Sunday, March 04, 2007

Defining "trollop"

Thanks to my friend, Julianne, who is currently living in Oz and who recently posted a comment to my previous post, there has been much interest in the word "trollop".

So, here for those of you who are curious, is a definition:


In England (particularly where I grew up and where this word, I think, originated), this could also be substituted for such 'tasteful 'words as "tart" and "slag". I'm pretty sure that Oz has adopted these words too, since Australian English has a lot more in common with English (as in the English that comes from... ENGLAND!) than American English (which really isn't English at all, is it). In fact, when I met up with Julianne's Australian friend, who lives here in Sac, I was filled with a sense of instant cameraderie the moment she said "trolley". For those of you who spell colour without the u, this is the correct word for shopping cart.

Excellent! Now we all know how to scream obscenities at our fellow x chromosomes in the language of our forefathers.
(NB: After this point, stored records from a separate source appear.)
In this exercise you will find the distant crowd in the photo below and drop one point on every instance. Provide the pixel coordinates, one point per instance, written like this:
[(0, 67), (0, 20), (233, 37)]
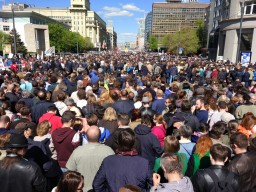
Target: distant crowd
[(126, 122)]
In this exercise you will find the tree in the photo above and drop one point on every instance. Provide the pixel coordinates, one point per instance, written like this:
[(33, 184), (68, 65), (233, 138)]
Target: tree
[(188, 40), (21, 48), (153, 43), (166, 41)]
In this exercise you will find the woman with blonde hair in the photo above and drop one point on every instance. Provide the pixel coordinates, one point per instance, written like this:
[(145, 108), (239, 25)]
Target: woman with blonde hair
[(109, 120), (201, 157), (159, 129), (105, 99)]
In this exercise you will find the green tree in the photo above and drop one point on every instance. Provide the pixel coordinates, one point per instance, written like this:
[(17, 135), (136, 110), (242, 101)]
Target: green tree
[(201, 33), (166, 41), (153, 43), (188, 40)]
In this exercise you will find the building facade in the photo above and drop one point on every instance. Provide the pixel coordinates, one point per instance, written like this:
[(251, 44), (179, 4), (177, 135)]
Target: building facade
[(32, 28), (225, 29), (148, 23), (169, 17), (80, 18)]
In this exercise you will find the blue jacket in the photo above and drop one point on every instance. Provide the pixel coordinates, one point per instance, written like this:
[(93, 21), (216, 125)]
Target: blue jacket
[(118, 170), (150, 145)]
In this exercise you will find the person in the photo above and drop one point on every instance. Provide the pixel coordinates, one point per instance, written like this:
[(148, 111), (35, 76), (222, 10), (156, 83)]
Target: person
[(71, 181), (186, 146), (123, 121), (124, 105), (125, 167), (92, 153), (40, 107), (150, 145), (171, 145), (52, 118), (173, 173), (200, 112), (16, 173), (62, 139), (159, 129), (217, 177), (247, 124), (201, 157), (242, 163)]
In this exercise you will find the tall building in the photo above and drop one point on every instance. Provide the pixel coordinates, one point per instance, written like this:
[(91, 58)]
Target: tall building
[(141, 34), (224, 29), (80, 18), (148, 23), (169, 17)]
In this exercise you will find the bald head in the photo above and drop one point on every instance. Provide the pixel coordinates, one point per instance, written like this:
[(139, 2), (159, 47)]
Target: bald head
[(93, 134)]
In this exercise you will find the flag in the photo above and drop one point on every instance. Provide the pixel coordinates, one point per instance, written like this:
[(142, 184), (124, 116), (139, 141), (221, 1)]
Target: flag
[(50, 51)]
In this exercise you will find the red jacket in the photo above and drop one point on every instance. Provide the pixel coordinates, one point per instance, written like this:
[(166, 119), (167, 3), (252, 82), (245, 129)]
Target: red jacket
[(54, 120)]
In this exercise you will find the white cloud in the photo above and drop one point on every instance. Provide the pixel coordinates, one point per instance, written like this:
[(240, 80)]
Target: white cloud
[(132, 7)]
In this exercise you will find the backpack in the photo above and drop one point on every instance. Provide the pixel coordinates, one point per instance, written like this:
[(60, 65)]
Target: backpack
[(221, 186)]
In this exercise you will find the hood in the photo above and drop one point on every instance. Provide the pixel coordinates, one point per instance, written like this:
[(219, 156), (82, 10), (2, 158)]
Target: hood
[(47, 116), (62, 133), (142, 130)]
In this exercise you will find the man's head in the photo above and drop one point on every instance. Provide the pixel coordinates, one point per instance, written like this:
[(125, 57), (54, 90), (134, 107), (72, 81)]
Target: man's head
[(170, 163), (4, 121), (123, 119), (199, 103), (126, 140), (239, 142), (218, 154), (93, 134)]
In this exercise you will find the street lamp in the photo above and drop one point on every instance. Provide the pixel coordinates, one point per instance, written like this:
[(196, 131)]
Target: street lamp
[(14, 31), (240, 31)]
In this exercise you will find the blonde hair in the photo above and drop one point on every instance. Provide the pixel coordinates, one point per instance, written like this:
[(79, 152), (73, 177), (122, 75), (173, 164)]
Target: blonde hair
[(43, 128), (110, 114)]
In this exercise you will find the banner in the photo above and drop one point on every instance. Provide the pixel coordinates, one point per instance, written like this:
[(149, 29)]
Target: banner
[(50, 51)]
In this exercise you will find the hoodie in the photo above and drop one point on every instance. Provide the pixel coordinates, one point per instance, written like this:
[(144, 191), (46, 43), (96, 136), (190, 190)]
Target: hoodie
[(62, 140), (61, 106), (182, 185), (150, 145), (54, 120)]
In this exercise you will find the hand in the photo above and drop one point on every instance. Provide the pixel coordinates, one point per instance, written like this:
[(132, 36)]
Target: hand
[(156, 179)]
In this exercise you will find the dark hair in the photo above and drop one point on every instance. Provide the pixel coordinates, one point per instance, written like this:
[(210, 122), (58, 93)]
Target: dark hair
[(92, 119), (218, 129), (171, 144), (126, 139), (171, 163), (146, 120), (123, 118), (185, 106), (240, 140), (69, 182), (185, 131), (68, 116), (219, 152)]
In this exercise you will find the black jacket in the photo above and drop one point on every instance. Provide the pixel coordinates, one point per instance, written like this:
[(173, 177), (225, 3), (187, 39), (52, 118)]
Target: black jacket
[(112, 141), (244, 166), (150, 145), (39, 109), (203, 182), (22, 176)]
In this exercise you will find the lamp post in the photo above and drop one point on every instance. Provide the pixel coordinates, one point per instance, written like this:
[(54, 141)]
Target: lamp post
[(14, 31), (240, 32)]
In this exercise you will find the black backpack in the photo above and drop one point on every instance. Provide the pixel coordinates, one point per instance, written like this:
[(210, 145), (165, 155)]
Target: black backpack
[(221, 186)]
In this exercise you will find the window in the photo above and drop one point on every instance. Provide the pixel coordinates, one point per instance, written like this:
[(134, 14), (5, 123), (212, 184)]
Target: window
[(6, 28)]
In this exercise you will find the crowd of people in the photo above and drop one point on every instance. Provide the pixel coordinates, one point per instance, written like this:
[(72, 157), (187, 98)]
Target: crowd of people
[(127, 122)]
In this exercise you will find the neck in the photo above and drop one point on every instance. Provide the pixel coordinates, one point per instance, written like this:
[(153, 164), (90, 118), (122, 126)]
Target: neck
[(173, 177)]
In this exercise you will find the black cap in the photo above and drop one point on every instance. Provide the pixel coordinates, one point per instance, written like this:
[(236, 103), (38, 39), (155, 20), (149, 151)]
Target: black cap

One more giant leap for woman-kind.


CAW said...

LOL! my convertible is so small that it was nearly run over by a trolley today in SF. that is, a trolley car. which i thought was called a TRAM. or a train. or something. anything else except a trolley car. what's with that?!
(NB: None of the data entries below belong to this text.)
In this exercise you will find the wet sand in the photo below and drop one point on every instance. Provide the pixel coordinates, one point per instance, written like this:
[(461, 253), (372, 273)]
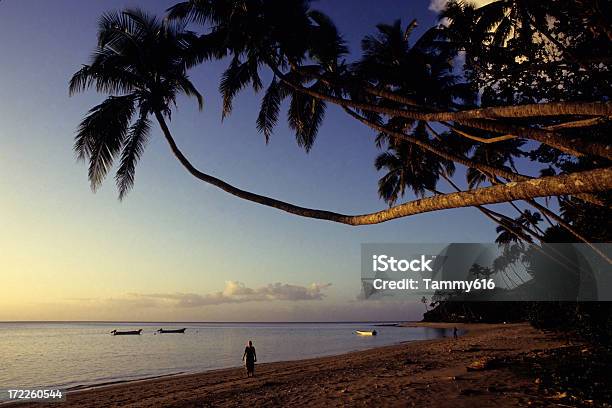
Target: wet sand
[(473, 371)]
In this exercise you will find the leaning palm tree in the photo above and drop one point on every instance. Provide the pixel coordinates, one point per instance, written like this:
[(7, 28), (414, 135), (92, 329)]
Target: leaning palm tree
[(141, 63)]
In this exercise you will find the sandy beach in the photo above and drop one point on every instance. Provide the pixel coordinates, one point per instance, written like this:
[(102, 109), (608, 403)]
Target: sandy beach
[(478, 369)]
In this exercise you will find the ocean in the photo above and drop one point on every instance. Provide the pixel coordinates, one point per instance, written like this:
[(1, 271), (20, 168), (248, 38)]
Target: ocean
[(82, 355)]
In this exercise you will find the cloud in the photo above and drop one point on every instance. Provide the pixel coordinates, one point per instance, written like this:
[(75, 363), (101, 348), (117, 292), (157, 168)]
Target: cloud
[(238, 292), (438, 5)]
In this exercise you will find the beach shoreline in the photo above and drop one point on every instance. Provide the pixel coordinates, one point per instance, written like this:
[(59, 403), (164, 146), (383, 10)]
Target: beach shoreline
[(428, 372)]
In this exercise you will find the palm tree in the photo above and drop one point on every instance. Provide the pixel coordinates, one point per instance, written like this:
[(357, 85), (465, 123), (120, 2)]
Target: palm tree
[(409, 166), (279, 34), (142, 63)]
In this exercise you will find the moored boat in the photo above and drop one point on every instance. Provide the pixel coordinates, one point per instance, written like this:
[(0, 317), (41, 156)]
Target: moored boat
[(172, 330), (366, 332), (126, 333)]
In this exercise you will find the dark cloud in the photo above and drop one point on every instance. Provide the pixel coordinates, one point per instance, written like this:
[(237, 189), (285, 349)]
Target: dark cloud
[(238, 292)]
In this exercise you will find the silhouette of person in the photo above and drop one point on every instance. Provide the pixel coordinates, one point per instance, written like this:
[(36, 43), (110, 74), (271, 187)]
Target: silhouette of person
[(250, 357)]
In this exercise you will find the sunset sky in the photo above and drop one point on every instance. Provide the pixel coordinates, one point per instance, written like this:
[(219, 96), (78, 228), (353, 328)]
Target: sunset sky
[(176, 248)]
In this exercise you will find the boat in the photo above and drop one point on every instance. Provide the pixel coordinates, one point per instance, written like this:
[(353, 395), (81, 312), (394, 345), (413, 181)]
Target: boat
[(366, 332), (126, 333), (172, 330)]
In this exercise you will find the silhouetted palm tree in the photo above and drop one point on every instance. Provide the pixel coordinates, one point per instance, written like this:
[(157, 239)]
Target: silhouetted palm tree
[(409, 166), (279, 34), (142, 64)]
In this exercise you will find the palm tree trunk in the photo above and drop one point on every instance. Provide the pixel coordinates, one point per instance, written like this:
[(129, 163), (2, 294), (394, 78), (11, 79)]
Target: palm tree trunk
[(485, 168), (575, 147), (569, 228), (582, 182)]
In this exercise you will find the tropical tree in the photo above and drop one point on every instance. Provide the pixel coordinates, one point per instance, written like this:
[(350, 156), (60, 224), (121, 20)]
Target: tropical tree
[(142, 63)]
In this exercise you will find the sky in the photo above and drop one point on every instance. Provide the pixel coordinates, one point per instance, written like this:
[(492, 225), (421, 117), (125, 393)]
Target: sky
[(177, 249)]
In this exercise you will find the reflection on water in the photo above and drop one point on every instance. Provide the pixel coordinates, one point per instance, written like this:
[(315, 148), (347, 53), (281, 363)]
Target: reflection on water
[(77, 354)]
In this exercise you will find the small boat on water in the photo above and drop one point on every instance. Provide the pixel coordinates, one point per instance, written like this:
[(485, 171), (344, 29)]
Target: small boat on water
[(126, 333), (366, 332), (172, 330)]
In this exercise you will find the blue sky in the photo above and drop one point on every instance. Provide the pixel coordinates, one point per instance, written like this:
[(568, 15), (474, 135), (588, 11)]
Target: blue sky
[(67, 253)]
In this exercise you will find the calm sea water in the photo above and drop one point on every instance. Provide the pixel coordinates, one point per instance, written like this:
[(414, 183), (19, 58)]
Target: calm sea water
[(71, 355)]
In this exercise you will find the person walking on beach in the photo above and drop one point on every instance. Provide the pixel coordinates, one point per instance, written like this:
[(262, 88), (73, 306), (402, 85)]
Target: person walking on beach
[(251, 357)]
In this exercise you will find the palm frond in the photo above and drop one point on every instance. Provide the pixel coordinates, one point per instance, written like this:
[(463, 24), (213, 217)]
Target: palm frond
[(270, 107), (132, 151), (101, 134)]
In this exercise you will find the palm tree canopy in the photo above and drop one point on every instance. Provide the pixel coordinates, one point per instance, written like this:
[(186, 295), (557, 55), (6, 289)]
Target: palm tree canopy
[(282, 34), (141, 63)]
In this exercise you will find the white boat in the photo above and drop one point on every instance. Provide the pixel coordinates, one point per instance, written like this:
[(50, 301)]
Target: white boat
[(366, 332)]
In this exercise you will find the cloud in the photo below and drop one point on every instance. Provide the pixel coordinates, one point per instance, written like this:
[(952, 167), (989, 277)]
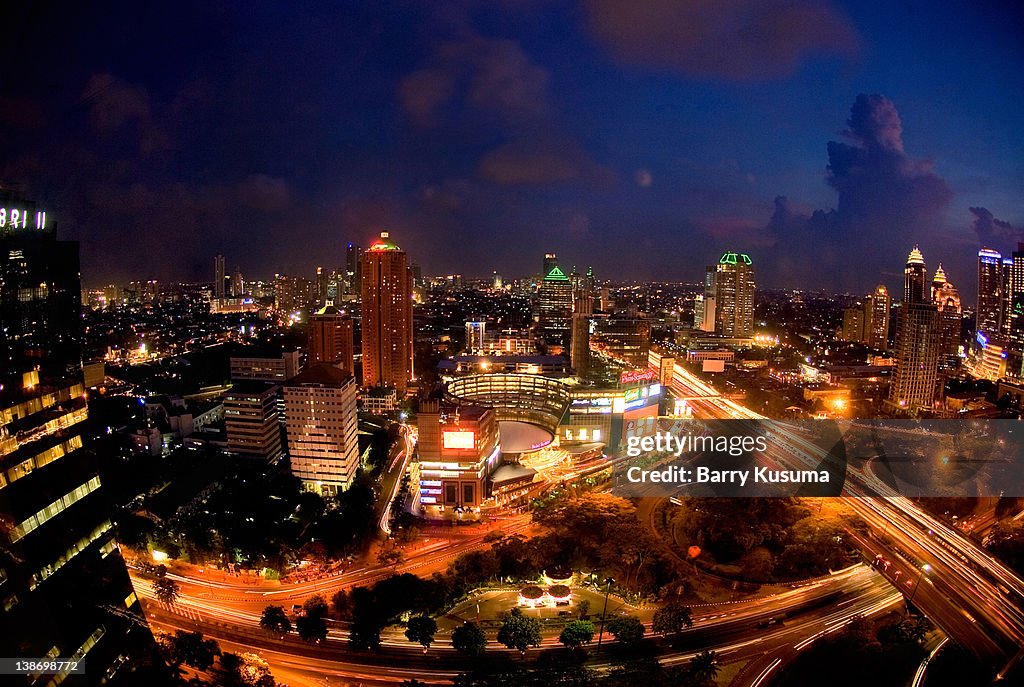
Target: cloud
[(114, 102), (513, 165), (994, 232), (423, 91), (542, 162), (733, 39), (886, 202), (263, 192), (487, 74)]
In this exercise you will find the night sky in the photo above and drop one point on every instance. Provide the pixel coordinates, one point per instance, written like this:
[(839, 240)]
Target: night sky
[(643, 138)]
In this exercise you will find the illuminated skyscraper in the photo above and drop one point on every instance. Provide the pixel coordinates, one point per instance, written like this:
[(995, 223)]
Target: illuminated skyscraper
[(734, 295), (853, 323), (550, 262), (1015, 301), (914, 277), (387, 315), (251, 420), (583, 308), (555, 309), (353, 268), (321, 424), (65, 591), (1005, 301), (238, 284), (938, 282), (946, 299), (40, 292), (331, 338), (915, 381), (704, 306), (990, 292), (877, 311), (219, 276)]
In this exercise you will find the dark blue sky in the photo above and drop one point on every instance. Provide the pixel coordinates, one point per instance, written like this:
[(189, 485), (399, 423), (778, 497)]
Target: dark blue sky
[(641, 137)]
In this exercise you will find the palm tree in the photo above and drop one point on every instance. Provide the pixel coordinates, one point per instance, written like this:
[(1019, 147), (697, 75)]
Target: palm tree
[(704, 667), (167, 590)]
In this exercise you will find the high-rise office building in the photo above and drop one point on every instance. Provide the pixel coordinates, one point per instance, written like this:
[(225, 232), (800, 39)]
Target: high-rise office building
[(947, 300), (353, 268), (219, 276), (583, 309), (555, 309), (1006, 302), (853, 323), (625, 339), (387, 315), (1015, 301), (734, 295), (550, 262), (40, 292), (65, 591), (292, 294), (251, 420), (988, 316), (914, 277), (238, 284), (458, 446), (331, 339), (321, 425), (915, 382), (877, 311)]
ah, the ubiquitous shopping cart will always be a trolley ... and it is really only complete when it has a dicky wheel which wobbles annoyingly while one attempts to fill it full of stuff (hence, one of the many reasons why i'd rather juggle 56 baskets).

Chester The Bear said...

It as Mark Twain who once wrote "The Americans and British are two peoples separated by a common language."

My friends think I'm joking when I tell them I speak fluent American.